Elon Musk: ‘It’s Not Tesla vs. Uber. It’s The People vs. Uber.’

The carmaker offered some vague details about its planned ride-hailing network.
HECTOR GUERRERO via Getty Images

Elon Musk denied on Wednesday that Tesla Motors’ planned ride-hailing network would put his company in direct competition with Uber or Lyft.

Rather, he said, the tentatively named Tesla Network would allow the luxury cars’ owners to take on the ride-hailing giants themselves.

“It’s not Tesla vs. Uber,” the billionaire businessman said during an earnings call with analysts. “It’s the people vs. Uber.”

Uber and Lyft both take roughly a 25 percent commission on each fare, although their share could be as high as 43 percent, according to data from The Rideshare Guy, a site devoted to ride-hailing services. Tesla, which has offered few details about its planned network, may end up taking a much smaller cut, Musk said.

“The majority of the economics would go to the owner of the car,” he said.

Last week, Tesla announced plans to outfit every one of its vehicles with hardware that would allow the car to operate autonomously. First, though, the company said it needs to collect enough data to perfect its software models, and it needs to obtain regulators’ approval to enable the function. Musk vowed to send a self-driving car from Los Angeles to New York City by the end of next year.

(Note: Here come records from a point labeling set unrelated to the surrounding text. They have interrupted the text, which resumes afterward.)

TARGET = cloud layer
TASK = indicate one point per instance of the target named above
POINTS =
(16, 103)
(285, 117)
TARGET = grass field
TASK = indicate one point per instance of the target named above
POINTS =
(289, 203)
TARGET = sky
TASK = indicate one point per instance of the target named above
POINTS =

Once all the new Tesla vehicles can drive themselves, Musk proposed connecting them through a network that would allow the cars to function as a fleet of robotic taxis, summoned through an app like those of Uber or Lyft. The idea is that the vehicles would earn money for their owners during the time they would otherwise be sitting idle.

But the self-driving Teslas won’t be compatible with any fleet of autonomous vehicles run by Uber or Lyft.

Tesla posted its first quarterly profit in three years on Wednesday evening ― the second such profit since it went public in 2010. The company recorded a net income of $21.9 million for the quarter that ended Sept. 30, compared to a loss of $229.9 million a year earlier. Total revenue more than doubled to $2.3 billion.